O Partido Liberal (PL) anunciou a suspensão do salário e das atividades partidárias do ex-presidente Jair Bolsonaro. A medida, segundo a legenda, resulta da perda dos direitos políticos conforme determinação do Supremo Tribunal Federal (STF). Como presidente de honra do PL, o líder conservador recebia R$ 42 mil mensais.
A decisão, acrescenta a sigla, segue as exigências da Lei dos Partidos Políticos. Em nota, o partido declarou que “infelizmente, por decorrência da lei e em razão da suspensão dos direitos políticos do nosso presidente de honra, Jair Bolsonaro, as respectivas atividades partidárias de nosso líder estarão igualmente suspensas, inclusive a sua remuneração, enquanto perdurarem os efeitos do acórdão condenatório”.
Bolsonaro está no PL desde 2021
Em seu perfil na plataforma X, o PL homenageou nesta quinta-feira, 27, o político, que se filiou ao PL em 2021. Na época, o líder se desligou do PSL, que posteriormente se fundiu ao Democratas e originou o União Brasil. Desde então, consolidou-se como principal liderança eleitoral da sigla, que manteve forte identificação com sua base política.
O ex-presidente está preso desde o último sábado, 21, na Superintendência da Polícia Federal em Brasília. Ele cumpre pena imposta pelo STF. Sua condenação é de 27 anos e três meses de prisão por supostos crimes de liderança de organização criminosa, tentativa de abolição violenta do Estado democrático de direito, golpe de Estado, dano ao patrimônio da União e deterioração de patrimônio tombado.

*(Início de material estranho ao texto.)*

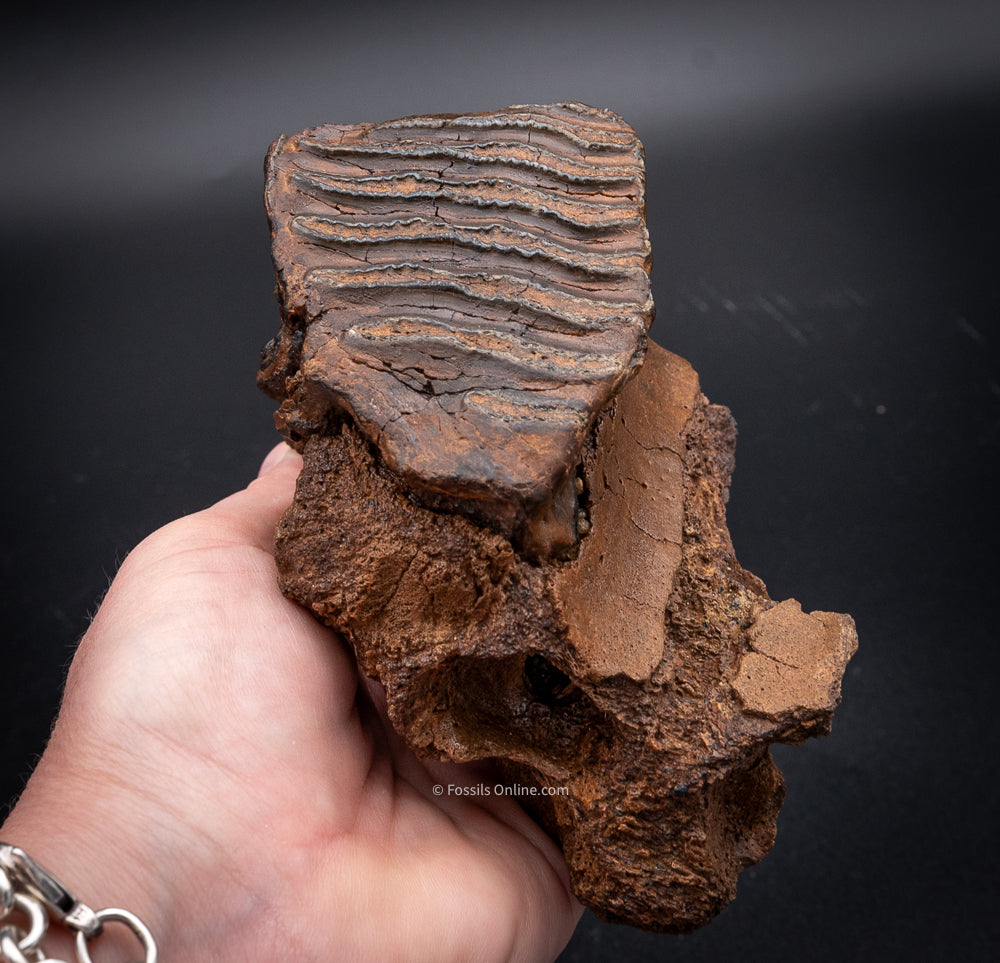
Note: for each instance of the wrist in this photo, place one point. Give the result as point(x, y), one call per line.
point(58, 827)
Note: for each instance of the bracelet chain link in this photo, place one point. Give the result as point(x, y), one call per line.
point(30, 893)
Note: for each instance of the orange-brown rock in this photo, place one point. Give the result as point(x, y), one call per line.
point(470, 290)
point(596, 636)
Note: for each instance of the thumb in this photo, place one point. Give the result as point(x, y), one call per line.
point(252, 514)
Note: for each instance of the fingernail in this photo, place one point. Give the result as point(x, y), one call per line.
point(275, 457)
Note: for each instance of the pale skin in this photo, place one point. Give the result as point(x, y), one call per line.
point(218, 769)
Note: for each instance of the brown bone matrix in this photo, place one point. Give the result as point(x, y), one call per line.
point(512, 503)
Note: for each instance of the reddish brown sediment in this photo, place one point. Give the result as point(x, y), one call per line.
point(526, 542)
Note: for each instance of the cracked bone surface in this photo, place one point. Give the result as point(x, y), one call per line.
point(512, 504)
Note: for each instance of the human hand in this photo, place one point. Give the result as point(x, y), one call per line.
point(218, 768)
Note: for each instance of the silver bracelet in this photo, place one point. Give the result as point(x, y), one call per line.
point(33, 893)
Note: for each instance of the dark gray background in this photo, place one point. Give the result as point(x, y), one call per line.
point(823, 205)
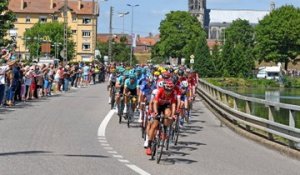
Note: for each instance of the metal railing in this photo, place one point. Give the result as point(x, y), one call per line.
point(226, 103)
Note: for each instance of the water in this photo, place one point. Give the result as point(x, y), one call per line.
point(283, 95)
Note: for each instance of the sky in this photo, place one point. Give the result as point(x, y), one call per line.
point(148, 15)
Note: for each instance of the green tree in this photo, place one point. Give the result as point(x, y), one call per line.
point(237, 52)
point(278, 36)
point(7, 19)
point(203, 62)
point(55, 31)
point(217, 61)
point(120, 51)
point(177, 33)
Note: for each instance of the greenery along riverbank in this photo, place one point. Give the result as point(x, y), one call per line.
point(287, 82)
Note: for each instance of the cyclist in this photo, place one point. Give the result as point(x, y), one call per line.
point(185, 90)
point(112, 82)
point(165, 102)
point(130, 88)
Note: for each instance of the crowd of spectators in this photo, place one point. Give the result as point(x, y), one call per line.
point(19, 82)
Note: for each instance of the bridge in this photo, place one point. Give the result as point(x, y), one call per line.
point(77, 133)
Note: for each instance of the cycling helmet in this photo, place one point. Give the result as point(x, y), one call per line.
point(184, 84)
point(175, 79)
point(160, 84)
point(156, 73)
point(180, 72)
point(132, 76)
point(166, 75)
point(169, 85)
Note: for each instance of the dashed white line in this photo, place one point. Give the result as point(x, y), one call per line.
point(137, 169)
point(112, 152)
point(123, 160)
point(117, 156)
point(102, 140)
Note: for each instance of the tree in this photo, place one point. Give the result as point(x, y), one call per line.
point(203, 62)
point(120, 51)
point(55, 32)
point(278, 36)
point(7, 19)
point(177, 32)
point(237, 52)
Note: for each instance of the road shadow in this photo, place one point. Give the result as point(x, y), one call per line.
point(47, 153)
point(172, 161)
point(17, 153)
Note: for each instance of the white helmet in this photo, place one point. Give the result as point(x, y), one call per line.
point(160, 84)
point(184, 84)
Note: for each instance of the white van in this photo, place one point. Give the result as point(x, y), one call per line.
point(49, 61)
point(269, 72)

A decisão integra um conjunto mais amplo de processos que envolvem a atuação de Bolsonaro antes, durante e depois das eleições de 2022. Além da condenação criminal, o Tribunal Superior Eleitoral (TSE) declarou, em 2023, o ex-presidente como inelegível. A Corte o acusou de abuso de poder político e uso indevido dos meios de comunicação em reunião com embaixadores no Palácio da Alvorada.
Com a condenação no STF e a consequente perda de direitos políticos, Bolsonaro não pode desempenhar qualquer função partidária. O PL, por sua vez, tenta administrar o impacto político e simbólico da ausência de seu principal líder. Ao mesmo tempo, reforça que seguirá “estritamente o que determina a legislação vigente”.